So I thought I'd try this blogging business since I have a lot of thoughts and, let's face it, a lot of time. Going through a rather harrowing (for me) year though I know I have a lot to be grateful for. I don't live in Africa or Iraq or even Washington, D.C. I have two wonderful children who don't always think I'm so wonderful. The question is, how did I end up living my mother's life? That was NOT supposed to happen. I was supposed to have a career, hubby, two kiddies, perfect life, maybe a SUV or two.
I chucked the career when I met hubby number 2 because I wanted to concentrate on having the perfect marriage and children. Hubby now works in London during the week, wants me to move down there so I can share in the inner circle of hell life and uproot my children from their perfect life. And I don't even have a SUV. Of course they're politically incorrect these days.

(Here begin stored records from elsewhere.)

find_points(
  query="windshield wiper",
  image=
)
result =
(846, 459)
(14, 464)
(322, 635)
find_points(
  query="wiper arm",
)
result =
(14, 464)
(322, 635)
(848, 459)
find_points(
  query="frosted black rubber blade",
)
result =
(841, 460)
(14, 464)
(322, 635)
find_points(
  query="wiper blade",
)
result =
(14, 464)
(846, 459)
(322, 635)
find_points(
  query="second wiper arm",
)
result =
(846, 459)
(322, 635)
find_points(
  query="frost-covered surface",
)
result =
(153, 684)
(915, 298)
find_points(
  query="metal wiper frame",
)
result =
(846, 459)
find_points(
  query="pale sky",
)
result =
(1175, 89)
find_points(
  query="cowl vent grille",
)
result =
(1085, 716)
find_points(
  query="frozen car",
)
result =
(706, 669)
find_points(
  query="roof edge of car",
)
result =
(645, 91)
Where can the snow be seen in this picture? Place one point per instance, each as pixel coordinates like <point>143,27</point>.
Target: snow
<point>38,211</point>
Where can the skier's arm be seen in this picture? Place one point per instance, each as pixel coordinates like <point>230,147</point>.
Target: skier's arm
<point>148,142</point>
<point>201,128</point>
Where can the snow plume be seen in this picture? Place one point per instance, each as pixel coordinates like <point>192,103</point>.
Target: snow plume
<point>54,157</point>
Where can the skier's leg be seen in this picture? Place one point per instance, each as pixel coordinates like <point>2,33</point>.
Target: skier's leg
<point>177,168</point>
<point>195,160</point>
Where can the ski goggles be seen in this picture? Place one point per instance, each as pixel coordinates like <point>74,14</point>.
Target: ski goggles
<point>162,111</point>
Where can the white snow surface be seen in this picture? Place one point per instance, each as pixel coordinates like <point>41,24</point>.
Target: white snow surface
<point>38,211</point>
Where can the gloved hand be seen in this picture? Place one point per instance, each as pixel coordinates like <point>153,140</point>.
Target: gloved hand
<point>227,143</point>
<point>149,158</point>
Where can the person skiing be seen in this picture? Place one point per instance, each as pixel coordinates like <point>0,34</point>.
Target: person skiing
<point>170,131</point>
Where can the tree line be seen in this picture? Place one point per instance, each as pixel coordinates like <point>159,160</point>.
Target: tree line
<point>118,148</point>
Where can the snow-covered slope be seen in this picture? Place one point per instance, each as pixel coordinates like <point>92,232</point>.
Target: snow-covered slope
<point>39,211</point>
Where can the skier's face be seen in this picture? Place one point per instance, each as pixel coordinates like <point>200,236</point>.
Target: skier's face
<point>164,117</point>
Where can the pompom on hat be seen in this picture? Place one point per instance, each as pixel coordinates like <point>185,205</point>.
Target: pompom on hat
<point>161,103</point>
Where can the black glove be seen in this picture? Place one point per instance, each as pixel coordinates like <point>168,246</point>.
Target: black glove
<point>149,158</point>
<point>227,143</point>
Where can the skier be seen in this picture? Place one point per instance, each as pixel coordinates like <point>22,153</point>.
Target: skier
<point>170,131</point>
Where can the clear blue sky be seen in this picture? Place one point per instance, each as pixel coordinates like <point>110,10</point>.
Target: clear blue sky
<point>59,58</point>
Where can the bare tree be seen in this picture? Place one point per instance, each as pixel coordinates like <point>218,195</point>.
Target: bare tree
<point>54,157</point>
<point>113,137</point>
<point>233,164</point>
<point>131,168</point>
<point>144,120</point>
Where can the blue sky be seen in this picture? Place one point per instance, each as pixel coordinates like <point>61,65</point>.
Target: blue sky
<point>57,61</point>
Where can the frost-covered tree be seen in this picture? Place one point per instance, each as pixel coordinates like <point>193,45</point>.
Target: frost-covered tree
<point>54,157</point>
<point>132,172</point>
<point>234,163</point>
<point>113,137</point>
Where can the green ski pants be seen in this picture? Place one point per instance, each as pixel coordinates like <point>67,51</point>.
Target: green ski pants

So I'm in the latter stages of my 40s, haven't worked as such in 15 years, have a severe case of cellulite, and everything's going south. Oh Boo Hoo Hoo.
Where is Dear Abby (legendary agony aunt in America) when you need her? Dead in the ground. Or somewhere. And replaced by some niece or daughter or something. What would Dear Abby say to me when I contemplate cutting myself because I now understand why all those people do it? Probably "Wake up and smell the coffee." You gotta love Dear Abby.